В выходные третьей недели их пребывания в Хайфе ему пришлось уехать в Берлин: в магазине требовалось присутствие хозяина по нескольким вопросам. Так что вечером в пятницу Макс проводил мужа в аэропорт, и даже попрощались они как-то очень душевно, как будто никаких проблем и не было.
В Берлине Женю захватил круговорот дел, связанных с магазином, к тому же нужно было повидаться с родными, да и вообще дни выдались очень богатыми на деятельность, так что на дурные мысли физически не хватало времени. И Женя почувствовал, что вроде как и пришел в себя, а значит, готов к новым испытаниям.
В Хайфу он прилетел в понедельник днем и тут же помчался в клинику, зная, что на этот день у отца Макса назначена вторая процедура. Но Савельевых на месте уже не застал, поэтому решил зайти к Шиммону и узнать, как все прошло.
Женя вошёл в кабинет и с улыбкой пожал руку дяде. Затем поставил на пол рюкзак и, вынув продолговатый свёрток плотной бумаги, протянул доктору.
— Это тебе от отца.
Шиммон разорвал обёртку, и глаза у него загорелись.
— Палинка! О, этот сладкий нектар юности. Марк хорошо знает, чего мне не хватает: здесь ее не достать. Спасибо!
Он поставил бутылку на стол и посмотрел на Женю, устало опустившегося на стул рядом.
— А со своими ты разминулся, они ушли час назад. Слушай… Я спросить тебя хотел, извини, если это как-то бестактно прозвучит, но что у вас за отношения?

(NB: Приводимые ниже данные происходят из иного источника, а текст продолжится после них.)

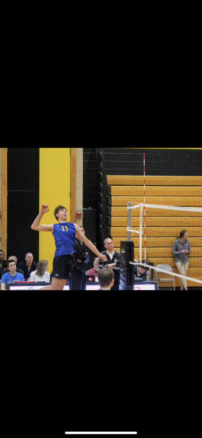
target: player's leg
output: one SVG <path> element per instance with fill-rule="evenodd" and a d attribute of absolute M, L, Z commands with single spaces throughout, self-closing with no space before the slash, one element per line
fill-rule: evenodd
<path fill-rule="evenodd" d="M 65 286 L 65 285 L 66 284 L 67 281 L 67 280 L 66 278 L 63 278 L 63 279 L 61 280 L 61 282 L 60 283 L 60 288 L 59 289 L 60 291 L 64 290 L 64 288 Z"/>

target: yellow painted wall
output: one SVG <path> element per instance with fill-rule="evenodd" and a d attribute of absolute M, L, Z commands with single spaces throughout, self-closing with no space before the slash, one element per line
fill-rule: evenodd
<path fill-rule="evenodd" d="M 67 209 L 70 219 L 71 160 L 70 147 L 40 147 L 39 159 L 39 211 L 42 204 L 49 204 L 50 211 L 41 224 L 57 223 L 54 210 L 58 205 Z M 48 260 L 51 274 L 55 251 L 51 233 L 39 232 L 39 260 Z"/>

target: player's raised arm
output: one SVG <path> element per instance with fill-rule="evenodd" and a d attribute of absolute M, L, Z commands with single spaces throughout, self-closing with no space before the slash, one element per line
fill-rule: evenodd
<path fill-rule="evenodd" d="M 53 224 L 50 223 L 50 225 L 40 225 L 40 222 L 43 218 L 43 215 L 49 211 L 48 210 L 49 205 L 46 204 L 43 204 L 41 209 L 41 212 L 36 218 L 35 220 L 31 226 L 32 230 L 35 230 L 35 231 L 51 231 L 51 233 L 54 231 Z"/>
<path fill-rule="evenodd" d="M 82 233 L 82 231 L 81 231 L 81 228 L 80 227 L 79 227 L 79 225 L 78 225 L 76 223 L 74 223 L 74 225 L 76 228 L 76 231 L 77 234 L 79 236 L 79 237 L 81 237 L 81 238 L 84 242 L 84 243 L 85 245 L 86 245 L 86 246 L 88 247 L 88 248 L 89 248 L 91 250 L 91 251 L 93 251 L 93 252 L 94 253 L 94 254 L 98 257 L 99 257 L 99 258 L 100 258 L 101 260 L 102 260 L 102 261 L 106 261 L 107 258 L 106 257 L 106 256 L 104 256 L 103 254 L 101 254 L 101 253 L 99 253 L 98 250 L 97 250 L 97 248 L 96 248 L 95 245 L 93 245 L 93 243 L 92 243 L 92 242 L 90 241 L 90 240 L 89 240 L 88 239 L 87 239 L 87 237 L 85 237 L 85 236 L 84 236 L 84 235 Z"/>

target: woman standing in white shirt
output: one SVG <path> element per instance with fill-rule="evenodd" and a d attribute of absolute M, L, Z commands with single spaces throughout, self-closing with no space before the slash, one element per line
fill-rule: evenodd
<path fill-rule="evenodd" d="M 46 283 L 50 283 L 50 274 L 46 272 L 48 269 L 49 262 L 47 260 L 39 260 L 36 271 L 31 274 L 30 281 L 45 281 Z"/>

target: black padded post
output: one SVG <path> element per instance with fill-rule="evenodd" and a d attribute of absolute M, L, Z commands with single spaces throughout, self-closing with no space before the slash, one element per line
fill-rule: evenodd
<path fill-rule="evenodd" d="M 135 284 L 134 242 L 133 240 L 121 240 L 120 290 L 133 291 Z"/>

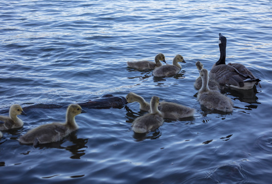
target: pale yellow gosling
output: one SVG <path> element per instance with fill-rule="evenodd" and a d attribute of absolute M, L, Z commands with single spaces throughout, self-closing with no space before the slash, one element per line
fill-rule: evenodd
<path fill-rule="evenodd" d="M 138 118 L 132 122 L 132 129 L 136 133 L 146 133 L 158 128 L 164 123 L 163 114 L 157 108 L 160 98 L 153 96 L 150 101 L 151 112 Z"/>
<path fill-rule="evenodd" d="M 162 53 L 159 53 L 156 56 L 155 62 L 149 61 L 128 61 L 127 65 L 128 67 L 139 70 L 153 70 L 163 65 L 160 61 L 166 63 L 165 57 Z"/>
<path fill-rule="evenodd" d="M 134 93 L 130 93 L 127 95 L 126 99 L 128 103 L 138 102 L 140 104 L 141 110 L 150 112 L 149 104 L 140 96 Z M 164 118 L 178 119 L 192 117 L 195 113 L 194 108 L 175 103 L 165 101 L 159 104 L 158 108 L 163 113 Z"/>
<path fill-rule="evenodd" d="M 17 117 L 17 115 L 20 114 L 27 115 L 19 105 L 12 105 L 9 109 L 9 117 L 0 116 L 0 122 L 4 122 L 0 124 L 0 130 L 21 127 L 24 125 L 24 122 Z"/>
<path fill-rule="evenodd" d="M 59 141 L 78 128 L 75 117 L 86 112 L 79 105 L 71 104 L 67 108 L 65 123 L 41 125 L 21 136 L 18 141 L 20 143 L 33 144 L 35 147 L 38 144 Z"/>
<path fill-rule="evenodd" d="M 177 74 L 182 69 L 178 62 L 186 63 L 183 57 L 179 54 L 174 58 L 173 65 L 167 64 L 156 67 L 153 71 L 153 75 L 155 77 L 170 77 Z"/>
<path fill-rule="evenodd" d="M 205 68 L 201 69 L 200 75 L 202 79 L 202 87 L 198 91 L 197 100 L 200 105 L 212 110 L 232 112 L 233 102 L 231 99 L 218 91 L 212 91 L 209 89 L 208 71 Z"/>

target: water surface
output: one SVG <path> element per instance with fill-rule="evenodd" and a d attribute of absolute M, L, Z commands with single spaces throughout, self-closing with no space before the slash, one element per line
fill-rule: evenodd
<path fill-rule="evenodd" d="M 0 176 L 5 183 L 269 183 L 272 176 L 271 1 L 2 1 L 0 110 L 14 103 L 79 103 L 134 92 L 196 109 L 192 118 L 165 120 L 146 135 L 132 122 L 139 104 L 85 109 L 79 129 L 34 148 L 17 139 L 31 128 L 64 120 L 66 107 L 31 108 L 24 127 L 4 131 Z M 201 108 L 195 63 L 209 71 L 219 59 L 248 67 L 262 88 L 222 90 L 231 114 Z M 173 77 L 127 67 L 163 53 L 187 63 Z"/>

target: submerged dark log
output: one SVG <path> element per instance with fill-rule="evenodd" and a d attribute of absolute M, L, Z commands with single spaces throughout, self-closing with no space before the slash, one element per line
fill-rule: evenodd
<path fill-rule="evenodd" d="M 88 100 L 83 103 L 77 103 L 82 107 L 88 108 L 123 108 L 127 104 L 124 97 L 115 97 L 111 95 L 106 95 L 101 98 L 93 100 Z"/>
<path fill-rule="evenodd" d="M 122 108 L 127 103 L 126 98 L 124 97 L 116 97 L 112 95 L 105 95 L 101 97 L 94 100 L 88 100 L 84 102 L 75 103 L 82 107 L 86 107 L 88 108 Z M 36 104 L 30 105 L 25 106 L 25 105 L 29 105 L 27 104 L 24 104 L 22 107 L 24 110 L 27 110 L 32 108 L 59 108 L 63 106 L 69 105 L 70 104 L 66 103 L 62 103 L 61 104 Z M 9 111 L 9 108 L 0 110 L 0 113 L 6 113 Z"/>

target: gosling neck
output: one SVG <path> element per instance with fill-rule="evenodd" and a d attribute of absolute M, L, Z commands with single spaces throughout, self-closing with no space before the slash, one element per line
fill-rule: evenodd
<path fill-rule="evenodd" d="M 160 60 L 158 59 L 159 56 L 156 55 L 156 57 L 155 57 L 155 62 L 156 63 L 156 66 L 159 67 L 163 65 L 163 64 L 162 64 L 162 62 L 160 61 Z"/>
<path fill-rule="evenodd" d="M 179 64 L 178 64 L 177 62 L 177 58 L 176 57 L 175 57 L 174 58 L 174 59 L 173 60 L 173 65 L 174 66 L 176 66 L 179 69 L 182 68 L 182 65 L 180 65 Z"/>
<path fill-rule="evenodd" d="M 19 122 L 20 120 L 21 121 L 21 120 L 17 117 L 16 114 L 12 112 L 11 109 L 10 109 L 9 110 L 9 117 L 14 122 L 16 123 Z"/>
<path fill-rule="evenodd" d="M 78 128 L 78 126 L 76 122 L 75 118 L 75 116 L 74 115 L 67 112 L 66 114 L 66 124 L 71 129 L 77 129 Z"/>
<path fill-rule="evenodd" d="M 202 86 L 201 87 L 200 89 L 199 89 L 199 93 L 207 92 L 210 90 L 209 88 L 209 79 L 207 76 L 204 76 L 201 77 L 202 79 Z"/>
<path fill-rule="evenodd" d="M 219 46 L 220 49 L 220 58 L 215 63 L 216 65 L 219 64 L 225 64 L 226 43 L 220 43 Z"/>
<path fill-rule="evenodd" d="M 135 101 L 140 104 L 140 109 L 147 110 L 149 108 L 149 104 L 144 98 L 140 96 L 135 96 Z M 148 111 L 148 110 L 147 110 Z"/>
<path fill-rule="evenodd" d="M 150 113 L 154 114 L 156 113 L 161 114 L 161 111 L 158 109 L 158 104 L 156 102 L 150 102 Z"/>

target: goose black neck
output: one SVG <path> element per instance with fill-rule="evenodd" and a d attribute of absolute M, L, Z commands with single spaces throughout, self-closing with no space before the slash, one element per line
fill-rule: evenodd
<path fill-rule="evenodd" d="M 219 33 L 219 43 L 218 44 L 220 49 L 220 58 L 216 65 L 225 64 L 226 38 L 224 36 Z"/>
<path fill-rule="evenodd" d="M 223 44 L 219 44 L 220 49 L 220 58 L 217 62 L 216 62 L 216 65 L 219 64 L 225 64 L 225 55 L 226 55 L 226 45 Z"/>

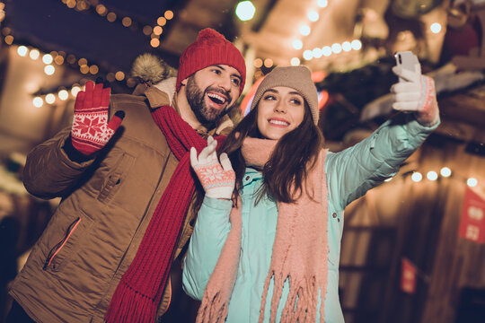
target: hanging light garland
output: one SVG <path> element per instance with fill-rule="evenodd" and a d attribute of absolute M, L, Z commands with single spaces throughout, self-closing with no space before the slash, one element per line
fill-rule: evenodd
<path fill-rule="evenodd" d="M 150 26 L 142 22 L 138 22 L 132 17 L 117 13 L 112 9 L 109 9 L 106 5 L 100 4 L 98 0 L 61 0 L 68 8 L 78 11 L 98 14 L 105 17 L 110 22 L 119 22 L 124 27 L 129 28 L 132 31 L 139 31 L 144 35 L 150 37 L 150 46 L 157 48 L 161 45 L 160 36 L 163 32 L 163 27 L 174 17 L 172 10 L 167 10 L 156 20 L 154 26 Z"/>
<path fill-rule="evenodd" d="M 174 13 L 171 10 L 167 10 L 163 13 L 163 16 L 160 16 L 156 20 L 156 23 L 154 27 L 141 23 L 135 21 L 131 17 L 124 16 L 121 18 L 121 14 L 108 8 L 100 4 L 98 0 L 61 0 L 68 8 L 76 10 L 78 12 L 95 13 L 100 16 L 105 16 L 110 22 L 119 22 L 124 27 L 130 28 L 133 31 L 140 30 L 145 35 L 150 37 L 150 45 L 154 48 L 160 46 L 160 36 L 163 32 L 163 27 L 167 24 L 168 21 L 174 18 Z M 1 23 L 5 21 L 5 4 L 4 2 L 0 2 L 0 26 Z M 143 26 L 143 27 L 141 27 Z M 88 62 L 86 58 L 77 58 L 74 54 L 67 54 L 65 51 L 47 51 L 40 49 L 34 46 L 27 46 L 24 43 L 15 43 L 12 30 L 9 27 L 2 28 L 3 40 L 7 46 L 17 46 L 17 54 L 20 57 L 29 57 L 32 60 L 41 59 L 45 64 L 44 73 L 46 75 L 53 75 L 56 73 L 57 65 L 67 65 L 75 69 L 79 69 L 82 74 L 101 76 L 103 75 L 106 81 L 112 82 L 124 82 L 127 86 L 134 87 L 136 81 L 132 78 L 127 78 L 123 71 L 118 70 L 113 66 L 104 65 L 100 66 L 93 62 Z M 84 83 L 83 80 L 81 83 Z M 44 102 L 47 104 L 53 104 L 58 99 L 60 100 L 66 100 L 70 96 L 75 97 L 77 92 L 81 91 L 81 85 L 74 83 L 70 87 L 61 86 L 56 92 L 38 92 L 34 93 L 32 99 L 32 104 L 35 107 L 42 107 Z"/>

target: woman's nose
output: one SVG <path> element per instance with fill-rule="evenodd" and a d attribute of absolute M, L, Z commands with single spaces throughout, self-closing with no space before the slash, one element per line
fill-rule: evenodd
<path fill-rule="evenodd" d="M 287 105 L 282 100 L 278 101 L 278 104 L 275 106 L 274 109 L 275 111 L 286 113 L 287 112 Z"/>

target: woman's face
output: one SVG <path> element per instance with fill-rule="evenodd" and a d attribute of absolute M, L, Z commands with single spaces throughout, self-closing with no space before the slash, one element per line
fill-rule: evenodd
<path fill-rule="evenodd" d="M 258 129 L 264 138 L 278 140 L 300 126 L 304 116 L 304 97 L 295 89 L 277 86 L 258 104 Z"/>

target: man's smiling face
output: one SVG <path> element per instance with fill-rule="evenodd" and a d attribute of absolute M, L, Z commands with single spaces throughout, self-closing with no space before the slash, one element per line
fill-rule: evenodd
<path fill-rule="evenodd" d="M 205 67 L 184 81 L 187 100 L 202 124 L 219 120 L 233 108 L 241 94 L 241 74 L 226 65 Z"/>

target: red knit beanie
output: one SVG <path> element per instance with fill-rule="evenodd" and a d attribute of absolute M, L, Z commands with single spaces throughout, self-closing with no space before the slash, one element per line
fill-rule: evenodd
<path fill-rule="evenodd" d="M 181 82 L 202 68 L 213 65 L 226 65 L 241 74 L 241 92 L 246 81 L 246 64 L 239 49 L 223 35 L 206 28 L 198 33 L 197 40 L 183 51 L 177 74 L 177 92 Z"/>

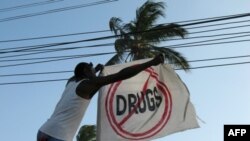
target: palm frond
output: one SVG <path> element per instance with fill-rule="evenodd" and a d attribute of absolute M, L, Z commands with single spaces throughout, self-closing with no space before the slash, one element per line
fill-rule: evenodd
<path fill-rule="evenodd" d="M 112 17 L 109 20 L 109 28 L 112 32 L 115 33 L 115 35 L 125 33 L 125 31 L 123 31 L 122 20 L 117 17 Z"/>
<path fill-rule="evenodd" d="M 165 54 L 167 63 L 177 68 L 184 69 L 185 71 L 189 71 L 190 65 L 187 62 L 186 58 L 183 55 L 181 55 L 181 53 L 176 52 L 170 48 L 161 48 L 161 47 L 153 47 L 153 48 L 159 53 Z"/>
<path fill-rule="evenodd" d="M 117 53 L 115 54 L 111 59 L 109 59 L 109 61 L 105 64 L 105 66 L 110 66 L 110 65 L 114 65 L 114 64 L 120 64 L 122 62 L 124 62 L 123 60 L 123 54 L 124 53 Z"/>
<path fill-rule="evenodd" d="M 174 37 L 184 38 L 188 32 L 178 24 L 158 25 L 149 31 L 143 32 L 142 38 L 149 42 L 161 42 Z"/>
<path fill-rule="evenodd" d="M 164 2 L 153 2 L 151 0 L 148 0 L 138 8 L 136 10 L 136 19 L 134 20 L 138 31 L 148 29 L 159 17 L 164 17 L 164 9 Z"/>

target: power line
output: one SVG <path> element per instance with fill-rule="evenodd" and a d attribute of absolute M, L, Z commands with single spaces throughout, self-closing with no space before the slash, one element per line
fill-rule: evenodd
<path fill-rule="evenodd" d="M 24 5 L 18 5 L 18 6 L 13 6 L 13 7 L 8 7 L 8 8 L 1 8 L 1 12 L 8 12 L 8 11 L 13 11 L 13 10 L 18 10 L 18 9 L 24 9 L 24 8 L 30 8 L 34 6 L 41 6 L 41 5 L 47 5 L 55 2 L 61 2 L 64 0 L 47 0 L 47 1 L 41 1 L 41 2 L 35 2 L 35 3 L 30 3 L 30 4 L 24 4 Z"/>
<path fill-rule="evenodd" d="M 114 53 L 114 52 L 113 52 Z M 112 54 L 112 52 L 110 52 Z M 102 55 L 102 54 L 100 54 Z M 106 54 L 103 54 L 106 55 Z M 78 55 L 80 57 L 80 55 Z M 205 62 L 205 61 L 218 61 L 218 60 L 228 60 L 228 59 L 239 59 L 239 58 L 249 58 L 250 55 L 240 55 L 240 56 L 229 56 L 229 57 L 218 57 L 218 58 L 209 58 L 209 59 L 199 59 L 199 60 L 190 60 L 189 63 L 194 62 Z M 10 76 L 27 76 L 27 75 L 41 75 L 41 74 L 56 74 L 56 73 L 68 73 L 71 71 L 52 71 L 52 72 L 38 72 L 38 73 L 22 73 L 22 74 L 5 74 L 0 75 L 0 77 L 10 77 Z"/>
<path fill-rule="evenodd" d="M 118 1 L 118 0 L 102 0 L 102 1 L 92 2 L 92 3 L 69 6 L 69 7 L 58 8 L 58 9 L 52 9 L 52 10 L 42 11 L 42 12 L 37 12 L 37 13 L 24 14 L 24 15 L 19 15 L 19 16 L 14 16 L 14 17 L 3 18 L 3 19 L 0 19 L 0 22 L 12 21 L 12 20 L 29 18 L 29 17 L 34 17 L 34 16 L 40 16 L 40 15 L 46 15 L 46 14 L 68 11 L 68 10 L 73 10 L 73 9 L 79 9 L 79 8 L 84 8 L 84 7 L 96 6 L 96 5 L 111 3 L 111 2 L 115 2 L 115 1 Z"/>
<path fill-rule="evenodd" d="M 248 13 L 244 13 L 244 14 L 248 14 Z M 174 23 L 195 22 L 195 21 L 200 21 L 200 20 L 214 20 L 214 19 L 218 19 L 218 18 L 240 16 L 240 15 L 244 15 L 244 14 L 236 14 L 236 15 L 229 15 L 229 16 L 221 16 L 221 17 L 212 17 L 212 18 L 188 20 L 188 21 L 174 22 Z M 206 25 L 206 26 L 200 26 L 200 27 L 192 27 L 192 28 L 189 28 L 189 29 L 201 28 L 201 27 L 210 27 L 210 26 L 218 26 L 218 25 L 226 25 L 226 24 L 235 24 L 235 23 L 242 23 L 242 22 L 248 22 L 248 21 L 249 20 L 236 21 L 236 22 L 227 22 L 227 23 L 222 23 L 222 24 Z M 165 24 L 168 24 L 168 23 L 165 23 Z M 164 25 L 164 24 L 159 24 L 159 25 Z M 66 37 L 66 36 L 74 36 L 74 35 L 83 35 L 83 34 L 103 33 L 103 32 L 108 32 L 108 31 L 110 31 L 110 30 L 106 29 L 106 30 L 98 30 L 98 31 L 88 31 L 88 32 L 71 33 L 71 34 L 50 35 L 50 36 L 41 36 L 41 37 L 32 37 L 32 38 L 21 38 L 21 39 L 10 39 L 10 40 L 2 40 L 2 41 L 0 41 L 0 43 L 15 42 L 15 41 L 27 41 L 27 40 L 38 40 L 38 39 L 48 39 L 48 38 Z"/>
<path fill-rule="evenodd" d="M 69 60 L 69 59 L 83 58 L 83 57 L 109 55 L 109 54 L 114 54 L 114 53 L 115 52 L 84 54 L 84 55 L 79 55 L 79 56 L 73 56 L 73 57 L 67 57 L 67 58 L 59 58 L 59 59 L 51 59 L 51 60 L 45 60 L 45 61 L 36 61 L 36 62 L 28 62 L 28 63 L 20 63 L 20 64 L 2 65 L 2 66 L 0 66 L 0 68 L 16 67 L 16 66 L 23 66 L 23 65 L 40 64 L 40 63 L 48 63 L 48 62 L 55 62 L 55 61 L 63 61 L 63 60 Z"/>
<path fill-rule="evenodd" d="M 227 29 L 234 29 L 234 28 L 243 28 L 243 27 L 249 27 L 249 26 L 250 25 L 231 26 L 231 27 L 226 27 L 226 28 L 216 28 L 216 29 L 212 29 L 212 30 L 203 30 L 203 31 L 191 32 L 189 34 L 206 33 L 206 32 L 212 32 L 212 31 L 220 31 L 220 30 L 227 30 Z M 31 45 L 31 46 L 12 47 L 12 48 L 8 48 L 8 49 L 0 49 L 0 51 L 1 50 L 13 50 L 13 49 L 17 49 L 17 50 L 0 52 L 0 54 L 9 53 L 9 52 L 22 52 L 22 51 L 25 51 L 25 50 L 34 50 L 34 49 L 38 49 L 38 48 L 41 49 L 41 48 L 48 48 L 48 47 L 54 47 L 54 46 L 62 46 L 62 45 L 82 43 L 82 42 L 104 40 L 104 39 L 110 39 L 112 37 L 116 37 L 116 35 L 106 36 L 106 37 L 90 38 L 90 39 L 77 40 L 77 41 L 70 41 L 70 42 L 60 42 L 60 43 L 49 43 L 49 44 L 40 44 L 40 45 Z"/>
<path fill-rule="evenodd" d="M 244 35 L 245 36 L 245 35 Z M 208 46 L 208 45 L 216 45 L 216 44 L 229 44 L 229 43 L 238 43 L 238 42 L 248 42 L 250 41 L 250 39 L 246 39 L 246 40 L 235 40 L 235 41 L 227 41 L 227 42 L 215 42 L 215 43 L 204 43 L 204 42 L 208 42 L 208 41 L 215 41 L 215 40 L 224 40 L 224 39 L 229 39 L 229 38 L 236 38 L 236 37 L 244 37 L 244 36 L 233 36 L 233 37 L 228 37 L 228 38 L 220 38 L 220 39 L 214 39 L 214 40 L 205 40 L 205 41 L 200 41 L 200 42 L 189 42 L 186 44 L 177 44 L 177 45 L 168 45 L 168 46 L 161 46 L 161 47 L 167 47 L 167 48 L 187 48 L 187 47 L 198 47 L 198 46 Z M 248 35 L 249 36 L 249 35 Z M 203 44 L 194 44 L 194 43 L 203 43 Z M 113 43 L 111 43 L 113 44 Z M 188 45 L 191 44 L 191 45 Z M 192 45 L 194 44 L 194 45 Z M 103 46 L 109 46 L 110 44 L 99 44 L 99 47 L 103 47 Z M 72 47 L 72 48 L 66 48 L 67 50 L 69 49 L 79 49 L 79 48 L 88 48 L 88 47 L 96 47 L 95 45 L 93 46 L 83 46 L 83 47 Z M 15 56 L 3 56 L 0 58 L 8 58 L 8 57 L 20 57 L 20 56 L 26 56 L 26 55 L 34 55 L 34 54 L 41 54 L 41 53 L 48 53 L 48 52 L 55 52 L 55 51 L 60 51 L 60 50 L 51 50 L 51 51 L 40 51 L 40 52 L 35 52 L 35 53 L 27 53 L 27 54 L 19 54 L 19 55 L 15 55 Z M 94 56 L 94 54 L 92 55 Z M 72 57 L 75 58 L 75 55 L 72 56 L 66 56 L 68 57 Z M 61 58 L 60 56 L 58 57 L 48 57 L 48 58 Z M 16 61 L 19 59 L 12 59 L 12 60 L 0 60 L 0 62 L 10 62 L 10 61 Z M 20 61 L 27 61 L 27 60 L 41 60 L 41 58 L 24 58 L 24 59 L 20 59 Z M 46 61 L 46 62 L 52 62 L 51 61 Z M 58 61 L 58 60 L 56 60 Z M 45 61 L 42 61 L 45 62 Z M 40 62 L 38 62 L 40 63 Z M 25 64 L 35 64 L 35 63 L 22 63 L 22 64 L 17 64 L 18 66 L 20 65 L 25 65 Z M 7 66 L 15 66 L 15 65 L 7 65 Z M 0 66 L 0 67 L 6 67 L 6 66 Z"/>
<path fill-rule="evenodd" d="M 237 35 L 237 34 L 246 34 L 249 32 L 239 32 L 239 33 L 227 33 L 227 34 L 214 34 L 209 36 L 203 36 L 203 37 L 216 37 L 216 36 L 225 36 L 225 35 Z M 237 41 L 229 41 L 229 42 L 216 42 L 216 43 L 208 43 L 208 44 L 197 44 L 197 43 L 205 43 L 205 42 L 211 42 L 211 41 L 218 41 L 218 40 L 225 40 L 225 39 L 231 39 L 231 38 L 239 38 L 239 37 L 246 37 L 247 35 L 240 35 L 240 36 L 232 36 L 227 38 L 217 38 L 213 40 L 203 40 L 199 42 L 189 42 L 184 44 L 175 44 L 175 45 L 168 45 L 168 46 L 162 46 L 162 47 L 169 47 L 169 48 L 185 48 L 185 47 L 195 47 L 195 46 L 202 46 L 202 45 L 214 45 L 214 44 L 227 44 L 227 43 L 236 43 L 236 42 L 246 42 L 248 40 L 237 40 Z M 201 38 L 199 36 L 197 37 L 190 37 L 190 38 Z M 195 44 L 196 43 L 196 44 Z M 195 44 L 195 45 L 188 45 L 188 44 Z M 20 57 L 20 56 L 27 56 L 27 55 L 34 55 L 34 54 L 41 54 L 41 53 L 49 53 L 49 52 L 55 52 L 55 51 L 64 51 L 64 50 L 72 50 L 72 49 L 82 49 L 82 48 L 93 48 L 93 47 L 104 47 L 104 46 L 111 46 L 114 45 L 114 43 L 106 43 L 106 44 L 97 44 L 97 45 L 89 45 L 89 46 L 79 46 L 79 47 L 67 47 L 67 48 L 55 48 L 51 50 L 36 50 L 38 52 L 35 53 L 26 53 L 26 54 L 19 54 L 19 55 L 10 55 L 10 56 L 2 56 L 0 58 L 10 58 L 10 57 Z M 16 59 L 18 60 L 18 59 Z M 22 59 L 20 59 L 22 60 Z M 25 59 L 24 59 L 25 60 Z M 0 62 L 4 62 L 5 60 L 0 60 Z M 8 61 L 8 60 L 6 60 Z M 15 61 L 15 60 L 10 60 Z"/>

Женя поднял глаза на Шиммона. Вот, подобрались к самому интересному.
— Они зашли ко мне втроём после процедуры, сказать, как самочувствие. Сильный мужчина этот Юрий, ничего, очень неплохо держится. Сегодня ему еще скверно будет, но потом все в порядок придет, не так, как после первой процедуры. Так вот, я, чтобы подбодрить, сказал им, что когда есть такая поддержка сына и зятя, все намного легче переносится. Не знаю, может, я по-русски плохо выразился, но их реакция меня удивила, мягко говоря. Они так на меня посмотрели, будто я что-то из ряда вон неприличное сказал, а муж твой вообще как-то притих сразу. Что у вас за «Анна Каренина» творится?
Женя откинул голову на спинку стула и закрыл глаза. Кульминация спектакля, напряжение растёт.
— Да все старо, как мир, дядя: сын, решивший связать себя с мужчиной, и родители, рождённые в Советском Союзе и не принимающие подобных отношений на генетическом уровне. А неугодный зять еще и благодетелем оказался, в клинику пристроил. Вот так.
Доктор Миллер выслушал племянника и задумчиво провел ладонью по столу, касаясь ногтями поверхности. Звук был мерзкий, так что Женя поморщился.
— Однако. Хотя можно было и догадаться, да. А ты теперь, значит, вроде как жертвенная овца: молчишь, терпишь, понимаешь. Так?
— Да ну при чем здесь… Это ведь ради Макса.
— Так, а мы ради любви самые большие в жизни жертвы и приносим. И, честно, то, как ты это воспринимаешь, достойно восхищения, правда. Но вот что. Ты слишком сильно на свой счет их отношение не принимай. От того, что о нас плохо думают, сами мы хуже не становимся. И Максу твоему крупно повезло, что ты у него есть. Он принял решение с тобой быть, значит, его все устраивает. А родители всегда своих детей рано или поздно принимают. Ну если они нормальные. А у Макса хорошая семья. И ты ее часть. Им придется это проглотить. Потом.
После разговора с Шиммоном легче не стало, но внутри как-то потеплело. Все же приятно знать, что поступаешь правильно. И Женя поехал домой уже в более приподнятом настроении.